Vladimir Solovyov (1854-1900), the most influential religious philosopher of modern Russia, was also a poet, a dramatist, a public intellectual, and, by his own account, a visionary. This talk will explore Solovyov's three alleged visions of the Divine Sophia, and will posit visual stimuli in ancient Russian iconography from Novgorod as well as, perhaps surprisingly, the Reading Room of the British Museum on London.
Judith Deutsch Kornblatt (BA, Williams College; PhD, Columbia University) is professor of Slavic Languages and Literature and Associate Dean for the Arts and Humanities in the Graduate School, as well as member of several interdisciplinary programs, including Jewish Studies, Religious Studies, and the Center for Russia, East Europe and Central Asia. Her publications include "The Cossack Hero in Russian Literature", "Russian Religious Thought", and "Doubly Chosen: Jewish Identity, the Soviet Intelligentsia, and the Russian Orthodox Church", and numerous articles on the Russian religious philosopher, Vladimir ev. A recipient of grants from the NEH, ACLS/SSRC, IREX, and a Solov H..I. Romnes Faculty Fellowship from the UW. She has been visiting scholar at Hebrew University in Jerusalem, where she went to interview Russian Jews who were baptized into Orthodoxy.

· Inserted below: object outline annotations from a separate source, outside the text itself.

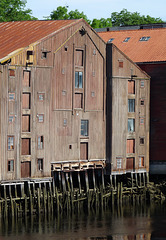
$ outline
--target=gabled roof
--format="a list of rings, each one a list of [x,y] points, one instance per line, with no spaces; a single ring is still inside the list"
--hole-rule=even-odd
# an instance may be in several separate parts
[[[0,59],[78,21],[0,22]]]
[[[98,32],[105,42],[110,39],[134,62],[166,61],[166,28]],[[142,37],[145,41],[140,41]],[[125,39],[130,38],[124,42]]]

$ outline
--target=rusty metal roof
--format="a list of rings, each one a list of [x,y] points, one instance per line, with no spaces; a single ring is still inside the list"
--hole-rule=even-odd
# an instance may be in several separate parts
[[[0,59],[78,21],[0,22]]]
[[[120,30],[98,34],[105,42],[112,38],[112,43],[134,62],[166,61],[166,28]],[[143,37],[144,41],[140,41]],[[130,39],[125,42],[127,38]]]

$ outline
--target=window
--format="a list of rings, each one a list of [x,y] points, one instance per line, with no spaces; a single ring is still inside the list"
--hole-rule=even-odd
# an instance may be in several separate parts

Her interests range from Gogol and Babel to Russian religious thought, and from Jews in Russian literature to the modern Russian Orthodox Church.
Susan Bernstein
Professor, Dept. of English, Women's Studies, and Jewish Studies, University of Wisconsin-Madison
Panoramic Visions: Women Writing the Reading Room of the British Museum, 1857-1929
May 5, 2006 @ 12:00 pm
Banquet Room, University Club
This event is one of the Humanities Friday Lunches events.

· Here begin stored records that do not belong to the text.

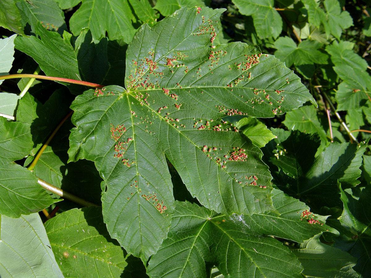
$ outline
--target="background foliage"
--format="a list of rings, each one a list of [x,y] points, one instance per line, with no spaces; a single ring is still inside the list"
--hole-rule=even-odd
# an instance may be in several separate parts
[[[1,1],[0,276],[371,277],[369,4]]]

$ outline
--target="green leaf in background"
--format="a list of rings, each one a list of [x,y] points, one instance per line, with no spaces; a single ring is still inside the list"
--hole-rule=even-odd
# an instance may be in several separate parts
[[[210,47],[223,10],[183,8],[152,29],[143,25],[128,46],[126,89],[87,91],[71,106],[77,128],[70,161],[95,162],[106,181],[108,230],[144,260],[170,226],[173,196],[165,153],[203,205],[229,213],[262,212],[271,207],[272,188],[262,153],[221,118],[270,117],[315,103],[292,71],[255,47]]]
[[[69,24],[71,32],[75,36],[78,35],[83,28],[88,27],[95,41],[105,37],[106,32],[110,40],[122,39],[129,43],[135,32],[133,20],[135,18],[128,1],[83,0]]]
[[[312,106],[303,106],[287,113],[282,122],[289,129],[298,129],[311,134],[318,133],[321,139],[319,151],[327,145],[328,140],[326,132],[319,122],[315,108]]]
[[[20,99],[17,110],[17,119],[30,124],[33,148],[29,153],[35,155],[54,129],[70,111],[68,106],[72,98],[65,88],[57,90],[44,105],[27,93]]]
[[[0,39],[0,76],[9,74],[12,68],[14,60],[14,39],[16,36],[14,34],[9,38]],[[3,81],[0,80],[0,85]]]
[[[0,117],[0,158],[3,162],[20,159],[33,146],[30,125]]]
[[[273,0],[233,0],[240,12],[251,16],[260,39],[276,39],[282,31],[282,19],[274,8]]]
[[[326,51],[331,55],[331,60],[336,66],[345,65],[360,70],[365,70],[367,64],[366,60],[353,51],[354,44],[350,42],[334,40],[332,44],[326,46]]]
[[[17,0],[3,0],[0,1],[0,26],[24,34],[21,16],[17,7]]]
[[[156,23],[156,20],[160,14],[152,8],[148,0],[129,0],[129,1],[135,15],[143,23],[147,23],[150,26]],[[158,3],[157,1],[156,4]]]
[[[304,268],[303,274],[308,278],[358,277],[351,268],[355,264],[356,258],[322,243],[319,240],[320,236],[315,236],[301,244],[299,249],[292,249]]]
[[[258,148],[264,147],[276,137],[266,126],[256,118],[244,118],[236,123],[236,126]]]
[[[16,48],[32,57],[46,75],[81,80],[76,54],[69,41],[70,35],[65,32],[63,39],[58,33],[47,30],[41,23],[36,26],[40,39],[33,36],[19,37]],[[67,86],[81,89],[78,85]]]
[[[225,276],[301,277],[301,267],[292,254],[280,242],[266,236],[293,237],[301,241],[318,232],[316,229],[325,228],[301,221],[299,213],[307,211],[303,209],[307,207],[280,191],[274,191],[278,215],[229,217],[177,201],[168,238],[151,258],[148,274],[206,277],[214,264]],[[292,233],[292,228],[301,232]],[[211,263],[206,265],[205,262]]]
[[[198,6],[205,7],[202,0],[158,0],[154,9],[163,16],[170,16],[177,10],[184,7],[189,8]]]
[[[63,34],[66,29],[64,14],[55,1],[32,0],[32,3],[33,6],[24,1],[17,2],[16,4],[21,16],[21,21],[24,26],[28,23],[31,27],[31,30],[25,30],[25,32],[28,33],[32,30],[34,33],[37,33],[36,25],[40,22],[46,30]]]
[[[19,217],[42,210],[58,202],[37,183],[37,178],[15,163],[0,166],[0,214]],[[16,182],[17,179],[22,183]],[[0,260],[0,262],[1,262]]]
[[[336,92],[338,111],[357,109],[364,105],[371,95],[371,77],[368,73],[347,65],[334,67],[343,82]]]
[[[0,113],[14,116],[14,112],[20,97],[10,93],[0,93]]]
[[[357,200],[351,195],[342,190],[340,198],[344,205],[344,211],[339,218],[342,225],[349,230],[353,235],[348,238],[345,245],[347,251],[352,256],[358,258],[357,264],[353,268],[359,272],[362,277],[371,275],[371,217],[370,200],[371,190],[370,185],[362,190],[359,199]]]
[[[326,10],[329,31],[339,39],[343,30],[353,25],[353,19],[348,11],[341,10],[338,0],[325,0],[324,5]],[[326,30],[326,33],[328,32]]]
[[[64,278],[39,214],[0,215],[0,276]]]
[[[128,277],[125,268],[129,256],[110,238],[101,208],[70,209],[48,220],[45,229],[66,277]]]
[[[81,0],[56,0],[58,6],[62,10],[72,8],[81,1]]]
[[[275,56],[285,62],[287,67],[295,66],[327,63],[327,55],[318,50],[322,44],[318,42],[303,40],[297,46],[296,43],[289,37],[281,37],[275,42],[275,48],[277,50]]]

This talk explores the social, spatial, and textual practices of women writers using and representing the Round Reading Room of the British Museum from 1857 to 1929. As a kind of Victorian frontier of interdisciplinarity housed within the courtyard of the British Museum, the Reading Room was itself a nineteenth-century architectural achievement, its 1857 dome rivaling both St. Paul's Cathedral in London and the Pantheon in Rome. Some of the most radical thinkers of the day, such as Karl Marx who wrote Capital there, made this space synonymous with revolutionary currents. As the doors to Oxbridge colleges began to crack open for women in the 1870s and 1880s, the number of female readers rose markedly at the British Museum Reading Room as it provided an alternative, and more egalitarian, community of scholars and working writers. With its unusual accessibility, the Reading Room of the British Museum also drew many women readers engaged in political work, sometimes evident through the more experimental form or explicitly radical content of their writing. Drawing on unpublished applications for readers' tickets, architectural diagrams, cartoons, magazine articles and illustrations, fiction, and writers' notebooks and diaries, I examine the panoramic dimensions of this heterogeneous space, and how such perspectives emerge in the writing of George Eliot, Amy Levy, and later, Virginia Woolf.

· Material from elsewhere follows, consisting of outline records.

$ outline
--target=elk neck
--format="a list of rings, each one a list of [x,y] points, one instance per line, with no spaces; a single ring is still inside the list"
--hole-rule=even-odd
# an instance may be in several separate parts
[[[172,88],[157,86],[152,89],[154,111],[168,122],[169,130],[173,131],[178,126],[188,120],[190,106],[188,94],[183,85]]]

Susan David Bernstein is a professor of English, Women's Studies, and Jewish Studies at the University of Wisconsin-Madison. She is the author of Confessional Subjects: Revelations of Gender and Power in Victorian Literature and Culture (1997), and her two editions of Amy Levy's novels, Reuben Sachs and The Romance of a Shop, have just been published. Bernstein has published other essays on Victorian studies, including women writing natural history, sensation fiction and Darwin, and on Jewish vulgarity in Victorian fiction. In addition she has articles on Anne Frank's diary and the politics of identification, and on confessional discourse in feminist theory. Her current project on the transformation of gendered spaces of reading and writing focuses on the Reading Room of the British Museum, 1857-1929.